Blackheath Resurrection (The Blackheath Witches Book 2) Page 2
Isla pulled her arm free. “Morning, Ms Joy!” she called, her breath fogging the wintery air.
“Morning, Ms Joy,” Maggie forced herself to echo with notably less enthusiasm.
The teacher nodded joylessly in response.
As they neared the mosaic-tiled annex, Isla’s voice returned to normal volume. “Ms Joy,” she began emphatically, “school’s not cancelled today, is it?” Her eyes widened and her head tilted to one side, causing a few feathery snowflakes to slip from her woollen hat. “I have so much to do, it’s not even funny.”
Joyless peered through her narrow glasses. “School will resume as usual,” she asserted.
Isla sighed in relief and touched her fingertips to her heart. “Thanks, Ms Joy,” she breathed.
Maggie frowned at her.
“Inside now, please,” Joyless snipped, peering over their heads into the parking lot. “Wait in your classroom. As more students and staff arrive, I shall be sending them straight in.”

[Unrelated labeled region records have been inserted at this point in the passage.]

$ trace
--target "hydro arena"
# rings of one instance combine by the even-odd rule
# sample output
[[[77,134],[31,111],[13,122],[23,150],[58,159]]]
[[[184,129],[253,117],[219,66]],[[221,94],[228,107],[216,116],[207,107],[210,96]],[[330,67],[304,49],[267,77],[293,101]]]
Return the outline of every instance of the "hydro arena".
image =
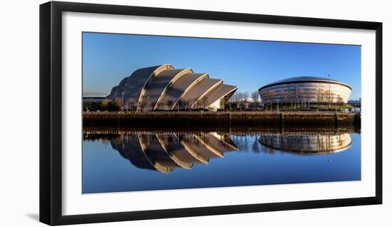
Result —
[[[326,78],[298,76],[264,86],[259,94],[264,104],[346,104],[351,86]]]

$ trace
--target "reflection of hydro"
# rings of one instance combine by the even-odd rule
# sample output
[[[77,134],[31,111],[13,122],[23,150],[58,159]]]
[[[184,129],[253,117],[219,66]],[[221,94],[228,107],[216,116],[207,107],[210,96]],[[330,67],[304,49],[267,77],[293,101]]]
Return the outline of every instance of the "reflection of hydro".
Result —
[[[223,108],[237,89],[207,74],[170,64],[139,69],[114,86],[108,99],[137,111]]]
[[[206,134],[128,134],[110,141],[112,147],[140,168],[172,171],[208,163],[224,152],[238,151],[229,136]]]
[[[349,133],[262,135],[259,141],[274,149],[301,154],[336,153],[352,144]]]

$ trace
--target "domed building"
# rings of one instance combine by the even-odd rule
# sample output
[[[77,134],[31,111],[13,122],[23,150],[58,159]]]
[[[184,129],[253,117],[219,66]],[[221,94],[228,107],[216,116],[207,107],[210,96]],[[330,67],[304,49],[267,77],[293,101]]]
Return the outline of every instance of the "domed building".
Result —
[[[108,99],[123,108],[156,109],[219,109],[238,87],[223,84],[205,73],[175,69],[171,64],[139,69],[114,86]]]
[[[346,104],[351,86],[326,78],[298,76],[264,86],[259,94],[264,104]]]

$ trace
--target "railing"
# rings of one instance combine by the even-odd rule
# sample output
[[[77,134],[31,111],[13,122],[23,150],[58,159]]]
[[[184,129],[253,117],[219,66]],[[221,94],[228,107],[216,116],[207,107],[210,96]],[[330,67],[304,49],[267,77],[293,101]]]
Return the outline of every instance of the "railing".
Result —
[[[83,114],[135,114],[135,115],[161,115],[161,114],[214,114],[214,115],[227,115],[227,114],[247,114],[247,115],[259,115],[259,114],[279,114],[284,113],[287,115],[294,114],[312,114],[312,115],[324,115],[330,114],[354,114],[360,113],[360,112],[345,113],[339,111],[83,111]]]

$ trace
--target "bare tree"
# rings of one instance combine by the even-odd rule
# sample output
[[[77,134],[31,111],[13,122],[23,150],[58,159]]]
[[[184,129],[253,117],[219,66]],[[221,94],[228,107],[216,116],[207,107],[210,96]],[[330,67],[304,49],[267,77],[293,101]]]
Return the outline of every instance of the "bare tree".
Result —
[[[259,96],[260,94],[259,94],[258,91],[253,91],[251,94],[252,99],[253,99],[253,101],[256,104],[256,107],[258,107]]]
[[[130,107],[131,111],[133,111],[133,107],[135,104],[135,102],[133,101],[133,99],[132,99],[131,98],[129,98],[127,101],[127,104]]]
[[[173,104],[173,101],[171,99],[169,99],[166,101],[166,104],[167,105],[167,109],[171,109],[172,105]]]
[[[202,96],[202,99],[199,99],[199,101],[197,102],[199,106],[201,106],[204,109],[206,108],[206,105],[208,102],[208,98],[207,96]]]
[[[339,106],[343,106],[344,104],[344,101],[343,101],[343,98],[341,98],[341,96],[338,95],[338,104]]]
[[[249,93],[247,91],[246,92],[244,92],[243,93],[243,98],[244,98],[244,101],[245,102],[247,102],[248,101],[248,99],[249,99]]]
[[[139,104],[139,107],[140,108],[140,109],[142,110],[142,111],[145,110],[144,109],[145,109],[146,106],[147,106],[147,104],[146,104],[146,103],[145,103],[145,102],[143,102],[143,101],[142,101],[142,102],[140,102],[140,103]]]
[[[272,109],[272,104],[274,103],[273,100],[275,99],[275,91],[274,90],[269,90],[267,91],[267,96],[268,97],[268,100],[269,101],[269,107]]]
[[[118,106],[118,108],[120,108],[120,109],[123,109],[123,106],[121,106],[122,101],[120,98],[115,99],[114,100],[114,103],[115,106]]]

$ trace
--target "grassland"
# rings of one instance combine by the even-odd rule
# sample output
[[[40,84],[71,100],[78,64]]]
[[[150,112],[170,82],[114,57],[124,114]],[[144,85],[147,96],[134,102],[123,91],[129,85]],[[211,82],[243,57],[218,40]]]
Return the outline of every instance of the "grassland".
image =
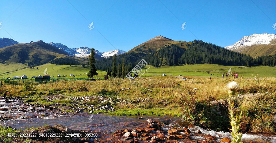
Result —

Obediently, the girls slipped past Ms Joy and paced through the domed annex, trailing slushy footprints behind them. They pushed through the double doors into the school, where the mosaic-tiled ceiling continued above the banks of lockers that lined the walls.
As it was, they were the first to arrive at Homeroom. They traipsed into the empty classroom and Isla flipped the light switch, colouring the room with a warm glow. They took their usual seats in the back row and Isla immediately withdrew her homework assignment from her shoulder bag. She flattened it out on the desk and sat up straight in her seat, eagerly awaiting the arrival of their teacher, Mr Fitzpatrick.
Maggie glanced up at the clock on the wall. Technically, school should have started by now. She frowned.
Nearly a whole minute passed before either of the girls spoke.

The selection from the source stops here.